Currently accounting for around 23% of all rateable values, this sector has seen modest rental growth of 6.0% – below inflation – since the last Revaluation. There is, however, no consistent picture within the sector. There is significant variation by location and quality, producing a range of value movements from modest reductions to growth approaching 15% where demand is strongest.
At these levels, many ratepayers can anticipate liabilities remaining broadly the same or even slightly reducing from current levels. However, differentials in poundage are likely to materially impact liabilities for larger office occupiers.
Locations in the Oxford-Cambridge corridor such as Cambridge itself (14%) and Milton Keynes (13%) saw the steepest increases, followed by the supply-constrained West End (10%).
In contrast, the City of London saw just 4% growth with a closer balance between demand and the ongoing development of new office space.
Of the main cities outside the capital, Birmingham (8%) and Bristol (7%) had the strongest growth, whereas Manchester was the lowest of the Big Six at 4%, perhaps reflecting high levels of recent construction rather than underlying weak demand. Edinburgh and Glasgow, on the different valuation date of 31 March 2025, saw higher increases of 13% and 7% respectively, as the existing values from 31 March 2022 had already seen a significant correction.

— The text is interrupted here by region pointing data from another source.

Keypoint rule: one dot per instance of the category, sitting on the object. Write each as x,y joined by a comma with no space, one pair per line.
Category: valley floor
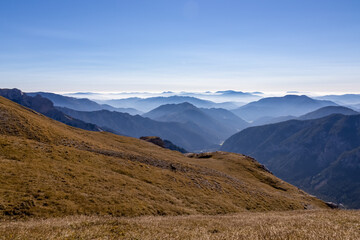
319,224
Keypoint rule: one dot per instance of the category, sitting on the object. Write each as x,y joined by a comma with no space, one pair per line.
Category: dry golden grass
48,169
329,224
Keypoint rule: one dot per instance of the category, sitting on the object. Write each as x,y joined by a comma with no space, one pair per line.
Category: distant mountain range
319,113
81,104
46,107
345,99
49,169
186,135
147,104
280,106
220,123
163,143
319,155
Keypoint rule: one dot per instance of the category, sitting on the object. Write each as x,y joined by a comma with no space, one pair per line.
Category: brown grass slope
50,169
284,225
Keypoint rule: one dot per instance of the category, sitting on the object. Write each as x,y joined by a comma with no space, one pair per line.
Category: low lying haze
196,45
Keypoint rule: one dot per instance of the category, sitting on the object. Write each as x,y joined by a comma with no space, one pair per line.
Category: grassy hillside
50,169
312,225
320,155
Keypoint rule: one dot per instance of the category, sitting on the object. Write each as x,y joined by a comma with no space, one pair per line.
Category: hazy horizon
189,45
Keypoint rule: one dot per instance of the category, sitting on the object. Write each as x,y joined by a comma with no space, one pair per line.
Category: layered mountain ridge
51,169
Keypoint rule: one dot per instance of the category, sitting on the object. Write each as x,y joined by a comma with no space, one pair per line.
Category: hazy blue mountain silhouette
345,99
280,106
147,104
45,107
81,104
319,113
326,111
212,121
319,155
186,135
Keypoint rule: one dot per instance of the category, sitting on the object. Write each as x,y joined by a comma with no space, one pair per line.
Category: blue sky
190,45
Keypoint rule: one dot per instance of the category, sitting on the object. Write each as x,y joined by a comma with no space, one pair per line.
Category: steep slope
280,106
80,104
326,111
50,169
186,135
46,107
186,112
302,151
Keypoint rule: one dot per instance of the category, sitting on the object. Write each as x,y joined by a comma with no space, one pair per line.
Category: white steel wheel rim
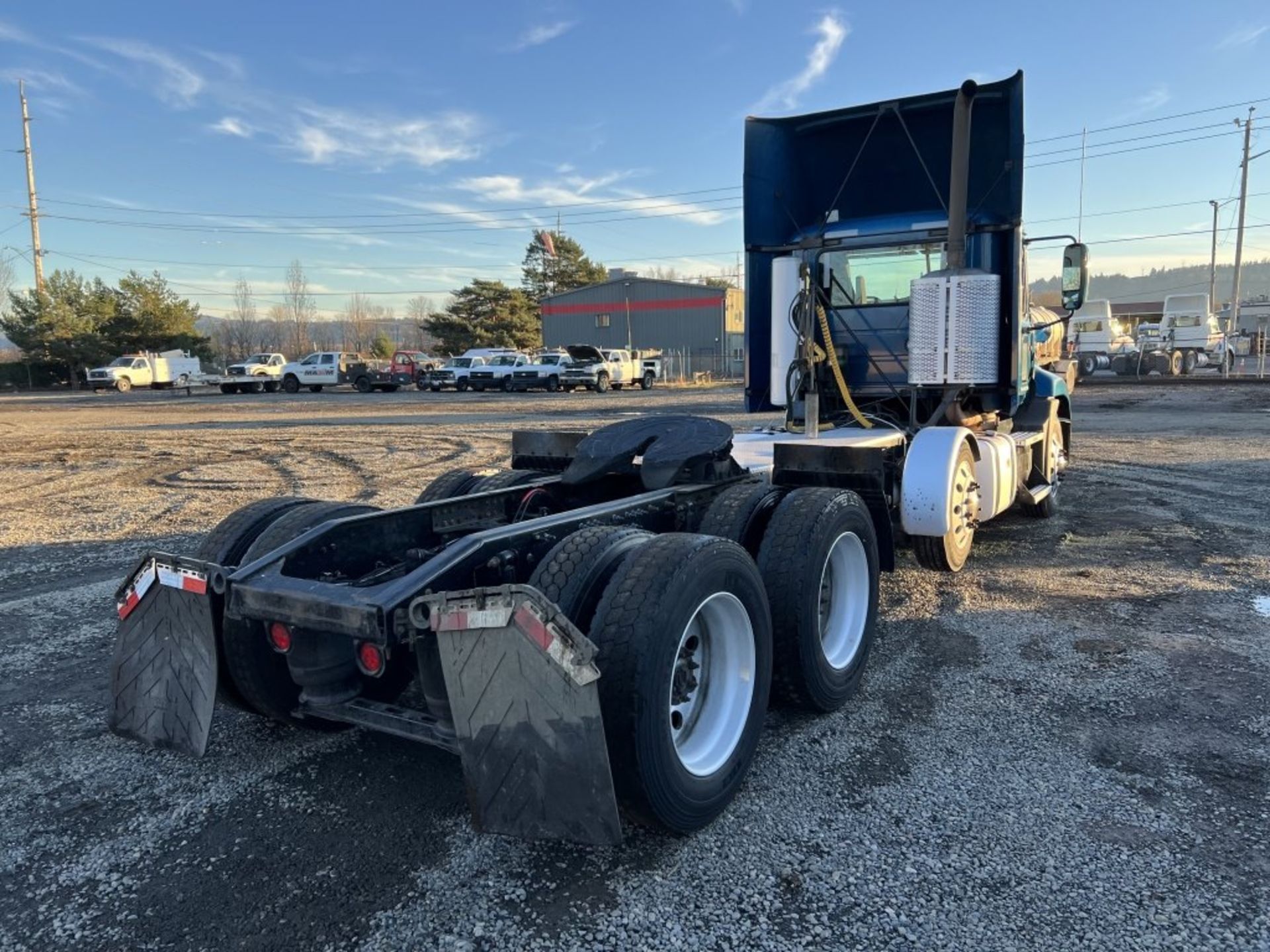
843,601
712,684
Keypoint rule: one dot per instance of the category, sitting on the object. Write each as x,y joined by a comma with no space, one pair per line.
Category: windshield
878,276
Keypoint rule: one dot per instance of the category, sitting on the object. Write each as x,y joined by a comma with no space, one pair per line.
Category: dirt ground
1064,746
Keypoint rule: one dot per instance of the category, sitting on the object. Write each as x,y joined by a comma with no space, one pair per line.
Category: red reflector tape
532,626
142,584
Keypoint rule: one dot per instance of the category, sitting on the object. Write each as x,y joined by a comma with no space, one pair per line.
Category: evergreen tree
570,268
487,314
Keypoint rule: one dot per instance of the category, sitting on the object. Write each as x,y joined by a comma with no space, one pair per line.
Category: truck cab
323,368
497,372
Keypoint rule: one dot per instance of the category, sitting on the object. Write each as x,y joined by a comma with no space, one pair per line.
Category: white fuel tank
784,340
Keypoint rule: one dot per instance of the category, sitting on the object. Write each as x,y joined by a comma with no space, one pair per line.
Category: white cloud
542,33
1245,36
327,135
575,190
172,80
233,126
831,32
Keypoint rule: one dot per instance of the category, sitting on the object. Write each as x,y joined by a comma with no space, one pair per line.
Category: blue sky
437,136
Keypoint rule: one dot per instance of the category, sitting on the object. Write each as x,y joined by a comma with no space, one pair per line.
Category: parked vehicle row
579,366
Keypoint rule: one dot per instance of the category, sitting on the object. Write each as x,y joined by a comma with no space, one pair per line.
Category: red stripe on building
672,303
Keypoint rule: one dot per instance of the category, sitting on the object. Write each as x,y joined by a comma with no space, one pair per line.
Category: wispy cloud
542,33
831,32
169,79
325,136
1245,36
577,192
233,126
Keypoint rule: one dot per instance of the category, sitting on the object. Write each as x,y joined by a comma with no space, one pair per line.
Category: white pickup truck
171,368
497,374
257,374
325,368
542,374
600,370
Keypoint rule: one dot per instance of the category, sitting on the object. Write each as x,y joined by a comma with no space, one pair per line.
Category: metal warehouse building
697,327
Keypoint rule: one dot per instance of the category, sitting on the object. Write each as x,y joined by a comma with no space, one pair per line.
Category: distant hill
1158,284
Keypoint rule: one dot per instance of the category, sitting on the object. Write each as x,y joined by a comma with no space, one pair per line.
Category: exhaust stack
959,182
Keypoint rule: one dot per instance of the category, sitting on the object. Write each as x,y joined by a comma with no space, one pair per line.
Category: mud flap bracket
163,676
526,709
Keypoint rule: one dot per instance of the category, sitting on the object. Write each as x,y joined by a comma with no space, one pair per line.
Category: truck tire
225,546
685,643
575,571
257,670
448,485
820,564
948,553
742,513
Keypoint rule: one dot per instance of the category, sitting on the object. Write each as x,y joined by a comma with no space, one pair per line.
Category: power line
1159,118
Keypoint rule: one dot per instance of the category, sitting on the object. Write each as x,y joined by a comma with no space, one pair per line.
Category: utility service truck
601,371
1187,338
1096,339
601,623
258,374
169,368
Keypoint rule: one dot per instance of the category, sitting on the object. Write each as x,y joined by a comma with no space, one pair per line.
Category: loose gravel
1064,746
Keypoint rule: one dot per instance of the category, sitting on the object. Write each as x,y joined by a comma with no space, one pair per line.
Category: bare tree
243,329
300,309
359,323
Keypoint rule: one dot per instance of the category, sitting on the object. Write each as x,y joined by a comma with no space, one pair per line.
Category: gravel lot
1064,746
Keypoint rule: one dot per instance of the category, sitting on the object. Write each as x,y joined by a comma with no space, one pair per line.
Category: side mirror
1076,276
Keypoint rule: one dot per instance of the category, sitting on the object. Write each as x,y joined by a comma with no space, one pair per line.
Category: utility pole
31,192
1212,260
1234,320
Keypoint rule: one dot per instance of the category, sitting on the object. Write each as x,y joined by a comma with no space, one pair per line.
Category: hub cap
843,601
712,684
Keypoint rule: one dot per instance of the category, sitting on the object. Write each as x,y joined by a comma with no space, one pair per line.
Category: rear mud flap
526,710
163,677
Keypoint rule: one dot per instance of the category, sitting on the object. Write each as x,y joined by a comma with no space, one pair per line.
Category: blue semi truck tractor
596,630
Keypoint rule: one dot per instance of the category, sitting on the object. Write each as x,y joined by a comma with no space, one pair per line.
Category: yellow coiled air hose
837,370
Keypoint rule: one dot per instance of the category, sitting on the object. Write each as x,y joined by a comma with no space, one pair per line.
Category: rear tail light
280,637
370,659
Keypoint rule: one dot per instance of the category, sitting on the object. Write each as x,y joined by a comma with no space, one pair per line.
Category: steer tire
575,571
742,513
225,546
642,629
820,537
258,672
448,485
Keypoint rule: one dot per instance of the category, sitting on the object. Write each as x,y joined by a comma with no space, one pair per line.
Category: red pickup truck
407,367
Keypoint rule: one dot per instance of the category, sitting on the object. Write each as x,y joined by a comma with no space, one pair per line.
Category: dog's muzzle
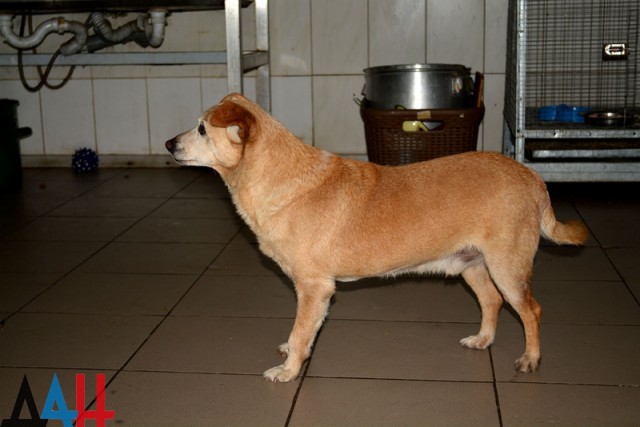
171,145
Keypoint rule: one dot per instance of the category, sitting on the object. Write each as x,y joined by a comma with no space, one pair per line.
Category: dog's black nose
171,145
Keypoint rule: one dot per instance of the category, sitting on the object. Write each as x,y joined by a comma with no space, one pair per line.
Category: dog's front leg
313,303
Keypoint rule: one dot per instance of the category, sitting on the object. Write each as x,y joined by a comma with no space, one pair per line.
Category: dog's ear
238,120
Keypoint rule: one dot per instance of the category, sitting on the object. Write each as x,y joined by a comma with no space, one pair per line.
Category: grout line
495,387
170,311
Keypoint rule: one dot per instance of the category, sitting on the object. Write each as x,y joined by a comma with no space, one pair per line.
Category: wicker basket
397,137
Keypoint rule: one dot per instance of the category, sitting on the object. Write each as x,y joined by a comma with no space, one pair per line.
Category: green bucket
10,136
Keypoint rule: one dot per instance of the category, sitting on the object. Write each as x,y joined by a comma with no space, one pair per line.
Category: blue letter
55,397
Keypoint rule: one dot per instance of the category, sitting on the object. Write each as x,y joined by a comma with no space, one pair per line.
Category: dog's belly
451,265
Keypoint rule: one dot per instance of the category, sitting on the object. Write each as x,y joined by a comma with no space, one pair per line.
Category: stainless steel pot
418,86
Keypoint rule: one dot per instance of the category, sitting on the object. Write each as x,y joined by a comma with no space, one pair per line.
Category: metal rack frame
238,62
520,128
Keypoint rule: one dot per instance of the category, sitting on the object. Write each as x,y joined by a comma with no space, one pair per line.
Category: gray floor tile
612,210
71,340
586,302
197,208
617,233
414,299
117,207
358,402
626,261
40,383
145,183
18,205
195,230
44,257
158,258
17,289
572,354
69,229
213,345
113,293
573,263
399,350
239,296
243,259
208,185
568,405
152,399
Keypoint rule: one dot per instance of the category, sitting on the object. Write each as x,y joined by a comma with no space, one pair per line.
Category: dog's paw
479,342
280,374
283,349
526,363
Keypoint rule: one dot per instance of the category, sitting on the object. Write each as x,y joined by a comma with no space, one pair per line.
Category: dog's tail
568,233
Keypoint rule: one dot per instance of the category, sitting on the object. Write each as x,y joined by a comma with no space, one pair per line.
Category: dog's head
218,140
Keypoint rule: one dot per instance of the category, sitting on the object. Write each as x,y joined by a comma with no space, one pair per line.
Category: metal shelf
550,61
238,62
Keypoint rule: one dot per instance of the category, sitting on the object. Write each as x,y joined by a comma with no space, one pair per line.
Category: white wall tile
336,118
216,88
339,36
174,107
396,32
493,118
318,51
28,115
122,125
455,32
213,90
291,105
496,36
290,37
67,118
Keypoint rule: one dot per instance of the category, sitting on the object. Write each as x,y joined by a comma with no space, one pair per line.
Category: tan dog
323,219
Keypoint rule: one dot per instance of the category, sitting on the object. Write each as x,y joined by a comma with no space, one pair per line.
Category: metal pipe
58,25
103,28
158,22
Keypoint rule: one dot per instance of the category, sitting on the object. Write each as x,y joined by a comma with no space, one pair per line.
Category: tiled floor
149,277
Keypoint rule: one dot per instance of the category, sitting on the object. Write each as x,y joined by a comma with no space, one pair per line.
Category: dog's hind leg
511,277
313,304
478,279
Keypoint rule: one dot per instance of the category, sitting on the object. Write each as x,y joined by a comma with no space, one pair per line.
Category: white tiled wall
318,51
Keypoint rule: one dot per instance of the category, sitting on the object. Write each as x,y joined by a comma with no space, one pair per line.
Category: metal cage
580,56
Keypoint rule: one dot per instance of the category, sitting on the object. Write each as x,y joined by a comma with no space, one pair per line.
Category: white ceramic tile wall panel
493,118
291,105
213,90
339,36
495,36
396,32
455,32
67,118
216,88
336,118
174,107
28,114
290,37
122,125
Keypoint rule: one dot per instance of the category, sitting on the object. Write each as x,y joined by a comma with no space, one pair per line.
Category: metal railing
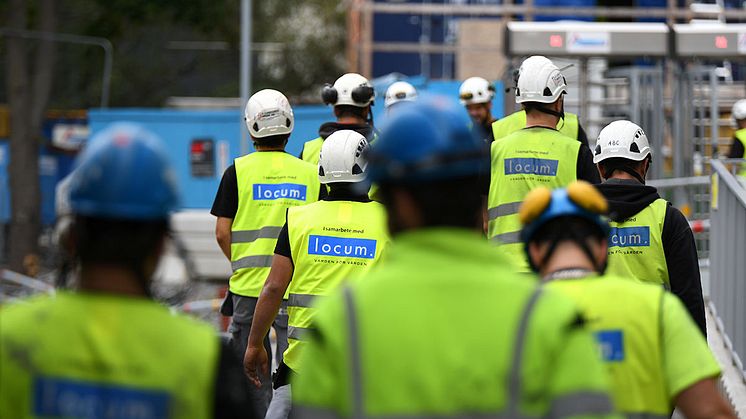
691,195
728,258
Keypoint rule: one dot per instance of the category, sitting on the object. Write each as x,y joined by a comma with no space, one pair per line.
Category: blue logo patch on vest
60,397
269,191
629,236
611,344
531,166
341,247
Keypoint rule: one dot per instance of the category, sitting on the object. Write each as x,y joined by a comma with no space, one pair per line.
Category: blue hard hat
579,199
428,139
124,173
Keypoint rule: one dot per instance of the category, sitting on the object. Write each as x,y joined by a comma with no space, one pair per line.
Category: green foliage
301,47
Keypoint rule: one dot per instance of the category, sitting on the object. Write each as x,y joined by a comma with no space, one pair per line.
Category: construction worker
250,208
738,147
108,349
352,97
320,245
398,92
568,125
476,95
650,240
444,328
654,354
537,155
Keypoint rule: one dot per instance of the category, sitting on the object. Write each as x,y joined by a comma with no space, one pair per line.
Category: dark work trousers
242,311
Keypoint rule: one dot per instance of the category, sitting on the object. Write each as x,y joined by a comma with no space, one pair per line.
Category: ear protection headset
361,94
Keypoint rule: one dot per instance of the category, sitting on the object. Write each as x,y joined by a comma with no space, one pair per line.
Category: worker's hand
255,362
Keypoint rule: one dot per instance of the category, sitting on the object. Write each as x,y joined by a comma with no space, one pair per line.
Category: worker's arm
585,169
231,390
689,367
683,265
225,208
582,136
703,401
255,358
223,235
736,152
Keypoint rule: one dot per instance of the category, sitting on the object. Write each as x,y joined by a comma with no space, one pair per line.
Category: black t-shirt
283,240
226,199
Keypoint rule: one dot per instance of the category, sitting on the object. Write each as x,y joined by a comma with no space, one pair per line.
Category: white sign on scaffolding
588,42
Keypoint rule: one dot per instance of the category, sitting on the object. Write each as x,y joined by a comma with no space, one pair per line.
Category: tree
29,81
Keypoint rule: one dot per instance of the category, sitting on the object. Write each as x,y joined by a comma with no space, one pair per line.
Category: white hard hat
341,158
739,111
268,113
350,89
539,80
476,90
621,139
398,92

More surprisingly, office parks, particularly outside the South East, outperformed at 6%. This may reflect their value for money compared to urban locations, combined potentially with an increase in out-of-town demand given changes in working patterns post-pandemic.
With offices, however, it is important to note that the rental growth figures are largely driven by the top 25% of the sample, which recorded over 9% rental growth over the period – while other parts of the market were almost completely flat. Industrial & logistics shows a strong divide, with the top 25% seeing around 37% rental growth, the median around 21%, and the bottom 25% just 7% – but in proportional terms, this is nothing like as polarised as in offices.